Auguste Comte (1798-1857) was convinced that positive knowledge was possible as a result of the advancement of the various sciences, and he sought a complete reorganization of society by means of intellectual reform. The Systeme de politique positive (1851-4), of which this is the translation, treats of social statics, that is the conditions of existence common to all human societies, ranging from the family to religious organizations. In Comte's view, society had broken down with the French Revolution, and his aim was to replace outdated theological knowledge with a new religion that could unify society; a positive religion that is concerned with humanity and its happiness rather than belief in God and his worship.
French philosopher Isidore Auguste Comte, known as the founder of positivism, also established sociology as a systematic study.
Isidore Auguste Marie François Xavier Comte bettered the discipline and the doctrine. People sometimes regard him first of science in the modern sense of the term.

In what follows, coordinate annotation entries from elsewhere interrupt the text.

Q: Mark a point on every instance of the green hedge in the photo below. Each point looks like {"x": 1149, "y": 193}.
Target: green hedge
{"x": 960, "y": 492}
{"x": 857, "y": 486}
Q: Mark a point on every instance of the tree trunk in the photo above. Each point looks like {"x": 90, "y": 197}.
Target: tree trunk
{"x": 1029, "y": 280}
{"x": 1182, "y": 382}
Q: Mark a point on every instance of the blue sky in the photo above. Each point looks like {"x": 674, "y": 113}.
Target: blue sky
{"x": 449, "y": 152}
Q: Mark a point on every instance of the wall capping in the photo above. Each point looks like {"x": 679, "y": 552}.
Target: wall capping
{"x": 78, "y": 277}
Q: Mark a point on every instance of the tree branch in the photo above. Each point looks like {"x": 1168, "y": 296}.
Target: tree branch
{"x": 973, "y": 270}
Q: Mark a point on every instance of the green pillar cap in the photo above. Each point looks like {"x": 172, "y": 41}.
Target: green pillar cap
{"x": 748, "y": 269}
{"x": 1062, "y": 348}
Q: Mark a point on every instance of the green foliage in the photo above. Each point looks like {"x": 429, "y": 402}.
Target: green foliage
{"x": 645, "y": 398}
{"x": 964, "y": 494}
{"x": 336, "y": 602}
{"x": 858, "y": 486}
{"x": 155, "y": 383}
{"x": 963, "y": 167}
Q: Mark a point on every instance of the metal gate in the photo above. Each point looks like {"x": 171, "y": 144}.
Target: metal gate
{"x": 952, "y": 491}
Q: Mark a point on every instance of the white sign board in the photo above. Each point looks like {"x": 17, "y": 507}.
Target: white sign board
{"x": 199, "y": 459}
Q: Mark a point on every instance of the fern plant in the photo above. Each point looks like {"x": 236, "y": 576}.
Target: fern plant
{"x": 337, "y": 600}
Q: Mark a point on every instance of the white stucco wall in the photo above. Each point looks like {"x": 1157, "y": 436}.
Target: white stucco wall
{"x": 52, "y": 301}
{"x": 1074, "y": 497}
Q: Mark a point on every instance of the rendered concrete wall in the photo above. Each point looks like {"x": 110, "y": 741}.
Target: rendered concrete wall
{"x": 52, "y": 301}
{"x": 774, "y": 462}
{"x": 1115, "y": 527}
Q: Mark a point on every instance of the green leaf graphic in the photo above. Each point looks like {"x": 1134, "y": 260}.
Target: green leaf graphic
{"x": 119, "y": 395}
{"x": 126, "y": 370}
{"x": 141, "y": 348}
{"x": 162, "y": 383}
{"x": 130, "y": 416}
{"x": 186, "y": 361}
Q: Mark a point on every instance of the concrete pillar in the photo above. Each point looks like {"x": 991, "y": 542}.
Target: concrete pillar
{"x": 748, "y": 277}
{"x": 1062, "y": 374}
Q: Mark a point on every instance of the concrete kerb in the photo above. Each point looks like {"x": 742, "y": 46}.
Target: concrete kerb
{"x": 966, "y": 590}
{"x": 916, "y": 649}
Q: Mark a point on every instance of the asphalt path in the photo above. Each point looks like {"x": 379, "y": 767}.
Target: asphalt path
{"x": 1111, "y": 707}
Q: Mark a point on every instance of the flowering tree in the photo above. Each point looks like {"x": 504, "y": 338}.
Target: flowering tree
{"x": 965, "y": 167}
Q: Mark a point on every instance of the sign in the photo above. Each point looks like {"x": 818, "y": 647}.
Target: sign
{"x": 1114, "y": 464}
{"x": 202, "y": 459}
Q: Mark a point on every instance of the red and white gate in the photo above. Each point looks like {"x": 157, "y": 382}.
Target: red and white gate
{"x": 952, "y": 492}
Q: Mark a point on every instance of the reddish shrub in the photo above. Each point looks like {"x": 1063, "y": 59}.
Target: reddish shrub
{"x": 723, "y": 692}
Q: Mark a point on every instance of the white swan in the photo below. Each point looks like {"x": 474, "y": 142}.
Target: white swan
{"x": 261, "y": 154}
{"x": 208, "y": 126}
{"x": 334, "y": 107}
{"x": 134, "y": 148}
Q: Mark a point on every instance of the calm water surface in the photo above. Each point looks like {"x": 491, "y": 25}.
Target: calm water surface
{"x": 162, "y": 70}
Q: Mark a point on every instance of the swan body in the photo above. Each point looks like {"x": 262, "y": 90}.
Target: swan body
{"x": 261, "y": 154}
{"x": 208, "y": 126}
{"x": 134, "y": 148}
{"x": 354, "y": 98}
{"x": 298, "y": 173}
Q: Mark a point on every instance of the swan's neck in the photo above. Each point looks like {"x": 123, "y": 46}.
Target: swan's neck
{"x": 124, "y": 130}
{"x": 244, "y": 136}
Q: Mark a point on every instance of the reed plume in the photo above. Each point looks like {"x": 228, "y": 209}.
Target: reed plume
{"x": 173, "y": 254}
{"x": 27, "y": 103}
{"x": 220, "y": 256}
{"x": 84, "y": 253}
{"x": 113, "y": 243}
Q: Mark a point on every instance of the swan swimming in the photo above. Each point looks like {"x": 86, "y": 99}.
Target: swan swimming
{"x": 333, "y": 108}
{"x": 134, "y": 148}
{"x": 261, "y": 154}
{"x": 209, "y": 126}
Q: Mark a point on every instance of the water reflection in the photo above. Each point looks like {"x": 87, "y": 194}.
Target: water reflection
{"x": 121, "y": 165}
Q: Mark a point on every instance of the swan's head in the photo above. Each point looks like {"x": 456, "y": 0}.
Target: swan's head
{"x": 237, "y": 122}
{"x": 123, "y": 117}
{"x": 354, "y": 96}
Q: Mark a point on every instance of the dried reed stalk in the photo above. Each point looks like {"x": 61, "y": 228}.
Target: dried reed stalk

The utopian socialist Henri Saint-Simon strongly influenced Comte, who developed an attempt to remedy the malaise of the revolution and called for a new doctrine, based on the sciences. Comte influenced major 19th-century thought and the work of Karl Marx, John Stuart Mill, and George Eliot. His now outdated concept of evolutionism set the tone for early theorists and anthropologists, such as [authore:Harriet Martineau] and Herbert Spencer; Émile Durkheim presented modern academics as practical and objective research.
Theories of Comte culminated in the "Religion of Humanity," which influenced the development of secular organizations in the 19th century. Comte likewise coined the word altruism.